People

Charmene Yap

Dancer

Charmene Yap graduated from the Western Australian Academy of Performing Arts with a Bachelor of Arts in Dance in 2006. During her studies she performed at the Hong Kong Dance Festival, was awarded a scholarship to attend the TaipeIDEA Intensive in Taiwan and spent a semester at Purchase College, New York on the student exchange program. During her 6 months in USA, she also worked with choreographer Karole Armitage and the Armitage Gone! Dance Company in In this dream that dogs me. Upon graduating from WAAPA, Charmene received an Australia Council Skills and Development Grant for young and emerging artists, which allowed her to second with several choreographers including Lucy Guerin, Sue Healey, and Tanja Liedtke.

Charmene has worked as a freelance dancer for various choreographers and companies around Australia and internationally. In March 2007, she joined Dancenorth in Townsville under the directorship of Gavin Webber. Touring the work Underground in Queensland during that year, she later returned to the company in 2008 for its remount for the Mobile States National Tour. Towards the end of 2007, Charmene joined Chunky Move working with Gideon Obarzanek to create the critically acclaimed hybrid work Mortal Engine. Awarded best visual or physical theatre production in the 2008 Helpmann Awards, Mortal Engine premiered at the Sydney Festival and continued touring nationally and internationally. Throughout the following years, she has performed with Chunky Move in Melbourne, Edinburgh, the Netherlands, Mexico, Germany, Spain, Philadelphia and New York. Charmene also worked with the Tasdance Company in 2008, performing Pink Lines choreographed by Kate Denborough and In Her Footsteps by Natalie Weir.

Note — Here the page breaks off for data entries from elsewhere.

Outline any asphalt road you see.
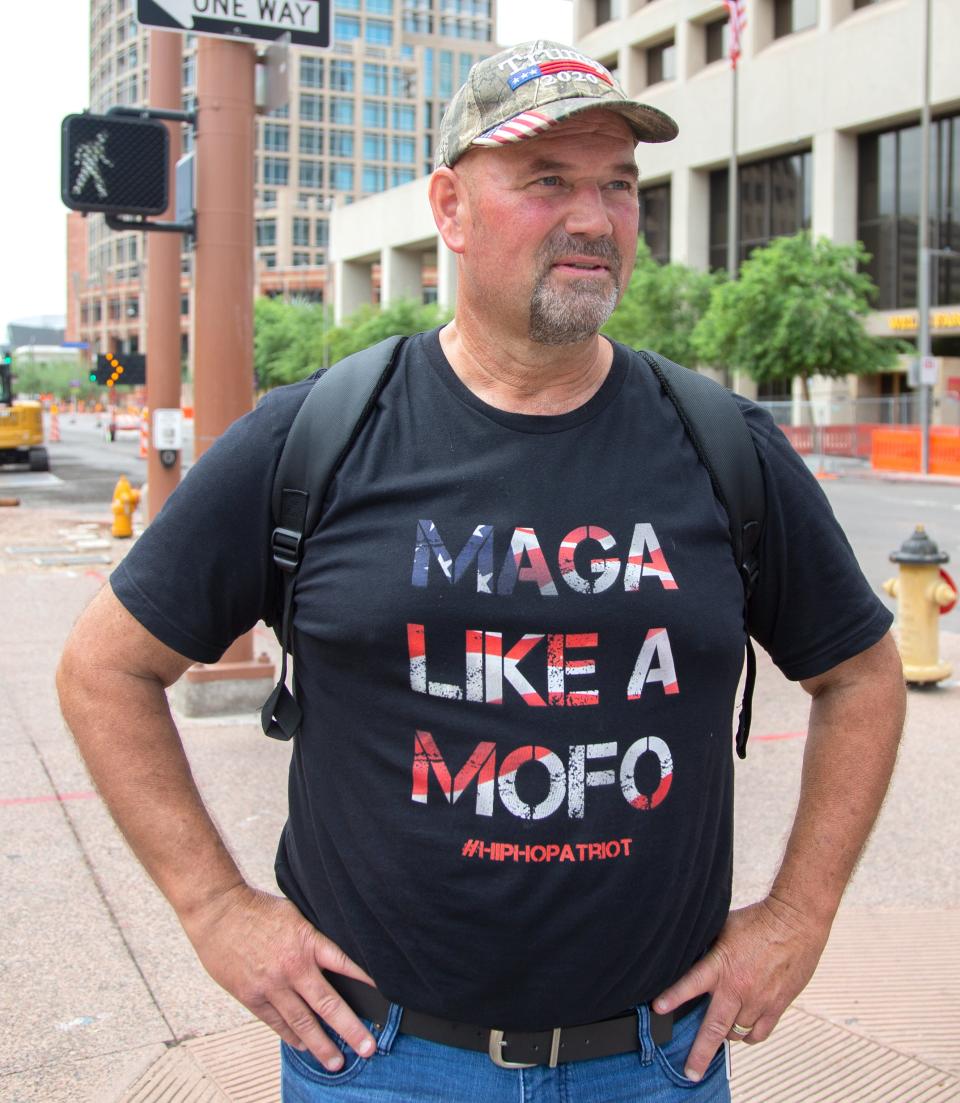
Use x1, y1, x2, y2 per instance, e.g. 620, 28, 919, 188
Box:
0, 414, 960, 632
0, 414, 193, 512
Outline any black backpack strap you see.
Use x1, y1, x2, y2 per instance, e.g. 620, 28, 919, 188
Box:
640, 351, 766, 758
260, 336, 404, 739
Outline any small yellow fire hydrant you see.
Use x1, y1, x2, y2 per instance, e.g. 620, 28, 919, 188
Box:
884, 525, 957, 685
110, 475, 140, 537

As a freelance artist, Charmene had the opportunity to be featured as an actor and dancer in the video art film Think Of Yourself As Plural, directed by David Rosetzky and choreographed by Lucy Guerin. She later returned to work with Lucy Guerin and her company in 2009 on the furst development of a new project to be premiered in 2010. Other choreographers whom Charmene have worked with include Antony Hamilton, Sue Peacock, Olivia Millard, Ong Yong Lok, Nanette Hassall, Gerard Van Dyck and Mew Chang Tsing. More recently at the end of 2009, she joined dancers Paul White and Kristina Chan for Tanja Liedtke’s Construct. Touring to Israel and Canada, she took on the late choreographer’s original performing role in the work.

Charmene was nominated for the prestigious world-wide Rolex Mentor and Protégé Arts Initiative Award and has been a successful applicant for the 2009/10 SCOPE program to expand her interest in architecture.

Charmene joined Sydney Dance Company in January 2010.